The all-black exterior is average looking; there are cut-outs for a single 5.25” optical drive and a 3.5” floppy. The front panel also boasts four USB 2.0 ports and audio I/O connectors. Each side of the chassis is painted black as well, with the right side ventilated to maximize the effectiveness of your processor fan.

Flip the box around and you’ll find a 300 W power supply pre-installed. The BK623 takes microATX motherboards with as many as four full-height expansion cards. This chassis might be a bit larger than your typical small form factor cube, but it enables a lot more in the way of scalability, too.

Motherboard: Gigabyte MA78GM-S2H

Remember, this is about work, not play (that’ll come later). We wanted to build a workstation-class machine that would not only handle business, but also enable some basic entertainment functionality after-hours at a reasonable price. Gigabyte’s MA78GM-S2H motherboard, based on AMD’s 780G chipset, does all of those things and fits nicely into our In Win chassis.

The microATX board sports a Socket AM2+ interface, so it goes well with any of AMD’s 95 W Phenom CPUs. Its four DDR2 memory slots take up to 16 GB of RAM, and an integrated Radeon HD 3200-series graphics core serves up reasonable DirectX 10 performance. More important, however, is that the chip boasts AMD’s Unified Video Decoder for hardware help decoding Blu-ray movies. Dual display outputs let you run a pair of LCDs side by side. We’re fans of multi-monitor setups — another great back-to-school idea — and supporting four displays between the onboard outputs and a single add-in board is exactly what we need from a workhorse.

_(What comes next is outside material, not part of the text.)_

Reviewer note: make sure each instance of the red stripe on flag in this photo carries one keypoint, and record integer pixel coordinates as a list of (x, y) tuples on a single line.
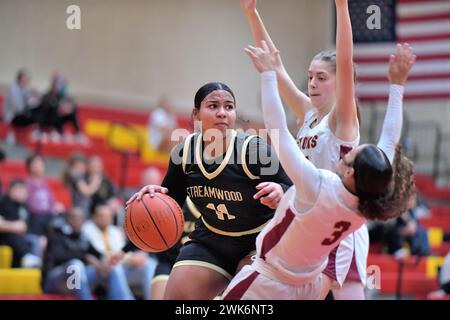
[(408, 96), (443, 36), (431, 17), (385, 58), (418, 77)]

Additionally, Gigabyte arms its MA78GM-S2H with lots of integration. The list is long and distinguished: HD Audio, plenty of USB 2.0 ports, FireWire, five SATA ports, one eSATA port, DVI, VGA, HDMI, Gigabit Ethernet and PCI Express 2.0. When you consider that the motherboard sells for about $90, that’s really quite a value.

Processor: AMD Phenom X4 9550

In keeping with our low-priced, high-performance theme, we chose AMD’s Phenom X4 9550 quad-core processor to power our little deuce coupe. Of course, the 2.2 GHz chip isn’t the fastest in the family, but its lower operating speed actually works to our advantage. Even while In Win’s chassis is set up for an Intel-based platform, the Gigabyte 780G board and 95 W AMD CPU drop right in and run almost silently. Surely the 125 W or 140 W Phenoms would be more thermally-challenged in such cramped quarters.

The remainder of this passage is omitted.